Every workplace presents potential dangers, but few are as hazardous to your health as a warehouse environment. Whenever heavy lifting, manual labor and using industrial machinery factor into the job duties, the risk of injury increases, as does the severity.
Although there are many explicit and well-marked dangers in a warehouse setting, the lesser-known ones may prove to be the most dangerous. Here’s a list of five overlooked warehouse hazards and tips to avoid them.

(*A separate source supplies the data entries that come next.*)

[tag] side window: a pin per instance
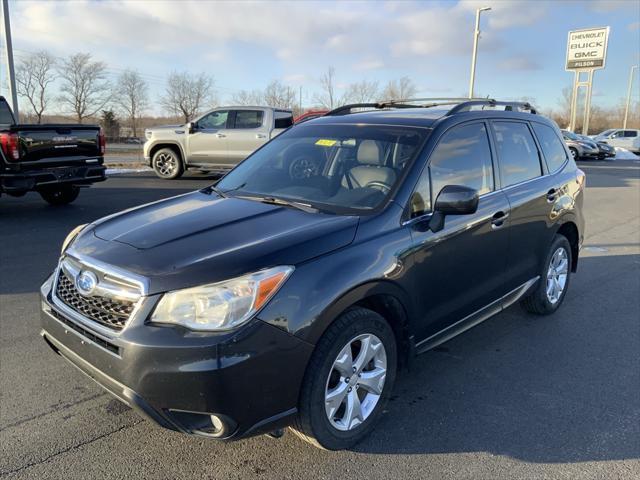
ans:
(421, 197)
(462, 157)
(213, 120)
(519, 160)
(248, 119)
(551, 146)
(283, 119)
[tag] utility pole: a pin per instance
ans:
(13, 94)
(626, 110)
(476, 35)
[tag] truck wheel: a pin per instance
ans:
(167, 164)
(61, 195)
(554, 279)
(348, 381)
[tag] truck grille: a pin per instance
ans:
(109, 312)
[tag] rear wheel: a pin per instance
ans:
(167, 164)
(554, 279)
(60, 195)
(348, 381)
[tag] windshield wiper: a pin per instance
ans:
(279, 201)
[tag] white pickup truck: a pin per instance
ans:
(215, 142)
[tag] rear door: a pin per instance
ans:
(248, 131)
(208, 143)
(531, 196)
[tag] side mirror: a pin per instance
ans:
(453, 200)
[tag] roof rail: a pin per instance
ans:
(490, 102)
(462, 104)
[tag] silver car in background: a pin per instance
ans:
(215, 142)
(579, 147)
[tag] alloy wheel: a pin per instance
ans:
(557, 274)
(166, 164)
(356, 381)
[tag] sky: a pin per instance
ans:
(245, 45)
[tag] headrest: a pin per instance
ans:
(369, 153)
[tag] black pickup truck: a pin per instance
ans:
(54, 160)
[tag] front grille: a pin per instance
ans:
(108, 312)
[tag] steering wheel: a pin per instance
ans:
(303, 167)
(380, 186)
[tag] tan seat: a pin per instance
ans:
(370, 171)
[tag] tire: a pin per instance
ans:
(167, 164)
(540, 301)
(354, 328)
(61, 195)
(574, 153)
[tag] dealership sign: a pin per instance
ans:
(587, 49)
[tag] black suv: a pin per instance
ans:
(289, 296)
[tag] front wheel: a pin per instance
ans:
(348, 381)
(61, 195)
(167, 164)
(554, 279)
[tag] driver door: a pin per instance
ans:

1. Tripping/slippery floors: With so much warehouse activity going on at eye-level or above, it can be easy to forget what’s happening on the ground. Any liquid spilled on a concrete floor creates an extra slippery surface, but the common liquids found in warehouses—water, cleaning solutions—are virtually invisible. A fall onto hard concrete is dangerous by itself, but if you’re carrying something heavy, the results can be deadly.
Cleanliness is essential to a safe warehouse. Preventing warehouse spills will drastically improve the workplace safety. If spills do occur, make sure there’s an immediate and regulated procedure to clear hazards before anyone can get hurt.

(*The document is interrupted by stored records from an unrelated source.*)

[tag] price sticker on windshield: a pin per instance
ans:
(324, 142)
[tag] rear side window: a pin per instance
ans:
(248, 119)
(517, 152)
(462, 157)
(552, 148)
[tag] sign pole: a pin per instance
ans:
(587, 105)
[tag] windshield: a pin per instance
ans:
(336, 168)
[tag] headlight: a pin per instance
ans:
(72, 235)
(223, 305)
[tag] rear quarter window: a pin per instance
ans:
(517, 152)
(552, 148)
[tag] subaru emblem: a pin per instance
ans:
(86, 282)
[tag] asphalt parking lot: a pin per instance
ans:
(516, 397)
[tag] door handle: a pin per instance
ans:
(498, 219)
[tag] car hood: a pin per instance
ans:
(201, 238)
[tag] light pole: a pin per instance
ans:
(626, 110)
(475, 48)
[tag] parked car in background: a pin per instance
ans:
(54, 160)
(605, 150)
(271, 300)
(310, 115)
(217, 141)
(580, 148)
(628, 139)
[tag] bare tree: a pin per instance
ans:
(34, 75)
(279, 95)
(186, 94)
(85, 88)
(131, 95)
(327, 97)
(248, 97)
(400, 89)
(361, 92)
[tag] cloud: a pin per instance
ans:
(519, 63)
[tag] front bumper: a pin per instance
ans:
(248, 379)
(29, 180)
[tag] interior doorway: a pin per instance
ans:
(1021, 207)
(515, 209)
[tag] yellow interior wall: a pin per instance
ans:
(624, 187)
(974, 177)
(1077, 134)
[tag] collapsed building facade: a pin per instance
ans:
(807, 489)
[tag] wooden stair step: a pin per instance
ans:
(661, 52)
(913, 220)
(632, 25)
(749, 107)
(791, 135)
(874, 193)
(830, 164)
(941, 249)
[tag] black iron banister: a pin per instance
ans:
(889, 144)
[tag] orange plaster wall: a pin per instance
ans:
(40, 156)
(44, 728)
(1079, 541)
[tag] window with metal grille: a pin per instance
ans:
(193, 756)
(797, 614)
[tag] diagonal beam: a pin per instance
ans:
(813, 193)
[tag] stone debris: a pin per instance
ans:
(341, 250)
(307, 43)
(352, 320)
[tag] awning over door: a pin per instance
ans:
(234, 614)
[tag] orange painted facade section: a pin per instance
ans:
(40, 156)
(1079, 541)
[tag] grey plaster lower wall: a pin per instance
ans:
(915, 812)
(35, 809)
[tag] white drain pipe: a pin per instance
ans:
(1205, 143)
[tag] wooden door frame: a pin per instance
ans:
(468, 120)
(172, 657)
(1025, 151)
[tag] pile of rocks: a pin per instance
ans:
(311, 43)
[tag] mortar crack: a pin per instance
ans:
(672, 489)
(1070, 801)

2. Falling inventory: The capacity of warehouses makes them ideal for storing large objects. To utilize vertical space, these objects are often stacked on pallet racks. If a racking system fails or becomes overloaded with weight, unsuspecting workers can become victims of falling inventory.

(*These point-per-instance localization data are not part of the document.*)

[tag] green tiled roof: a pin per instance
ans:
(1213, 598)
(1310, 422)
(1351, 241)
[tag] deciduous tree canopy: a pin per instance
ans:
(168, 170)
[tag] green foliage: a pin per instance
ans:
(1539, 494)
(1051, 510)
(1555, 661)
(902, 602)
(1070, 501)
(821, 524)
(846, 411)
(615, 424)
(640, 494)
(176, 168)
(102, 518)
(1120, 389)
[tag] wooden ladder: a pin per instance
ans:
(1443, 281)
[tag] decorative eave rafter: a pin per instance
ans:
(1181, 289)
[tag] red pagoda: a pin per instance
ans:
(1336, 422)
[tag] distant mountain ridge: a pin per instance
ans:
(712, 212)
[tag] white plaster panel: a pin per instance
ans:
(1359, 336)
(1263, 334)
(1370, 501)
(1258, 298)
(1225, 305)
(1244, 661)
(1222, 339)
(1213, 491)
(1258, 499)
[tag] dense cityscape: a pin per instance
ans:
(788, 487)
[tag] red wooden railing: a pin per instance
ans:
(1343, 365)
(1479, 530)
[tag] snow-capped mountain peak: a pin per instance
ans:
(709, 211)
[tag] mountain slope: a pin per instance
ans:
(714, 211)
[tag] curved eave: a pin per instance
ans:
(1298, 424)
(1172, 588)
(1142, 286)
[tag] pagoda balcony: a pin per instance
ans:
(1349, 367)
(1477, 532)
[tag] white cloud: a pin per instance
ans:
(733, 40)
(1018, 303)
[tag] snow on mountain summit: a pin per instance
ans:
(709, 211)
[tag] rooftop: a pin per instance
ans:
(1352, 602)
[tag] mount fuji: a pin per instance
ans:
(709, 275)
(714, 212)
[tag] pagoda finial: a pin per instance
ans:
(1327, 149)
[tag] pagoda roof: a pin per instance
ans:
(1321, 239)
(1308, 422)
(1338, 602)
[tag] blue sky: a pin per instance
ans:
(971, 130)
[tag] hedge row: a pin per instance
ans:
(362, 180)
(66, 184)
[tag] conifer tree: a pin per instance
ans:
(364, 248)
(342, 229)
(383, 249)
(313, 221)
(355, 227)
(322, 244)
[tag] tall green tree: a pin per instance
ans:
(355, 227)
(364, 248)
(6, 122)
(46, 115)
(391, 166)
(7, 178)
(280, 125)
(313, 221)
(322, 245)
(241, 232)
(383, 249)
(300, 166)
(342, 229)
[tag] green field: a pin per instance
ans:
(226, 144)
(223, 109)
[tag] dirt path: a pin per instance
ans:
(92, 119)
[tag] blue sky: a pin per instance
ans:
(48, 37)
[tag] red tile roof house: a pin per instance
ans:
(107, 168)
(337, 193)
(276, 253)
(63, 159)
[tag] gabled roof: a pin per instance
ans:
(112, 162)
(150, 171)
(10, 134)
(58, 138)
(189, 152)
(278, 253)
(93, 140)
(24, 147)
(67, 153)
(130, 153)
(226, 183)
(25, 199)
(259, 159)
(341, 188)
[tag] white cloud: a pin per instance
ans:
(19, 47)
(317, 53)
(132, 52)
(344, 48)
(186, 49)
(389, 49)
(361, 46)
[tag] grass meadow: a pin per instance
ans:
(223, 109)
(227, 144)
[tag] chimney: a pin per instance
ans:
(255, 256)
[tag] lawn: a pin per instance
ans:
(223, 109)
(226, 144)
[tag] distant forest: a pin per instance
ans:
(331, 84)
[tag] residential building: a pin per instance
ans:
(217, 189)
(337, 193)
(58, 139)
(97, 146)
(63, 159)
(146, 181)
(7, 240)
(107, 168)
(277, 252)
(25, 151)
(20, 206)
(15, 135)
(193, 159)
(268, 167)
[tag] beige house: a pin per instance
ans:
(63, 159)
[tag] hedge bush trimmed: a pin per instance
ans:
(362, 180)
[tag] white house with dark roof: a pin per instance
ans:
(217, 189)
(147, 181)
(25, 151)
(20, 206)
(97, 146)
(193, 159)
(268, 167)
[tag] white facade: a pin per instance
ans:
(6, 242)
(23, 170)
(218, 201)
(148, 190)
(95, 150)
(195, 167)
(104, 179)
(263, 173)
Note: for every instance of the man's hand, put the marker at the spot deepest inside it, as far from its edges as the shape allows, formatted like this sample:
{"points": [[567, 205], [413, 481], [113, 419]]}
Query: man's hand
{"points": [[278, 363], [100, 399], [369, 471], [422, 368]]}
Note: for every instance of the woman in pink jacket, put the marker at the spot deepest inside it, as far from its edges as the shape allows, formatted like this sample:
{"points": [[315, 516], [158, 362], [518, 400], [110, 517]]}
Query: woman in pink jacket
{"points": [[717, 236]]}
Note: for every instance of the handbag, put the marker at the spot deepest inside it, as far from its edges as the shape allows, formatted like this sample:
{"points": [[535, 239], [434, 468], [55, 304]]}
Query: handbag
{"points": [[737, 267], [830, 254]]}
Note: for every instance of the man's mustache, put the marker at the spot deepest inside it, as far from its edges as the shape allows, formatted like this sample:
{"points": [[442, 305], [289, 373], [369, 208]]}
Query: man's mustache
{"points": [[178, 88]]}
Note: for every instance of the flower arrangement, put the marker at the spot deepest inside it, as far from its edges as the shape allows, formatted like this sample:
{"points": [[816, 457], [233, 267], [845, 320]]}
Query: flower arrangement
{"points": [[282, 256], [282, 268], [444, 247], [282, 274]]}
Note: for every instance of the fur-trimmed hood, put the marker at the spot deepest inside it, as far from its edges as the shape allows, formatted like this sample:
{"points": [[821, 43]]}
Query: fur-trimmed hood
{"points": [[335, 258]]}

The best way to avoid falling hazards is to know the weight limits for pallet racks and using proper stacking techniques.
3. Body strain: Body strain is a hazard in any situation where manual labor is necessary to complete duties. Injuries caused by pronged exertion are hidden hazards because the effects aren’t immediately apparent. Back injuries caused by improper lifting techniques, for example, can cause life-long pain.
Learning ergonomic practices is a good way to prevent body injury. Also, knowing your weight limits will reduce the chance of injury. The warehouse environment can fuel competition when it comes to strength, but preserving your body is much more important than proving how strong you are.
4. Improper machinery use: Warehouses are filled with complex and heavy machinery, including forklifts, conveyor belts, and loading trucks. Usually, there are strict guidelines for operating these machines, but there’s always the risk for human error. When employees are careless or even complacent while performing duties, the chance for deadly hazards increases.
The best way to prevent injuries around heavy machinery is providing boundaries between spaces occupied by heavy machinery and employees.
5. Fatigue: Sleepiness, tired eyes, and general fatigue are ingredients for a potential warehouse hazard. When your attention wanes, it’s easy to find yourself cutting corners or performing at less than 100%. This, obviously, not only puts you at risk but puts co-workers at risk as well.
Taking regular breaks is a good way to keep your mind focused and alert. If breaks aren’t working, let your supervisor know.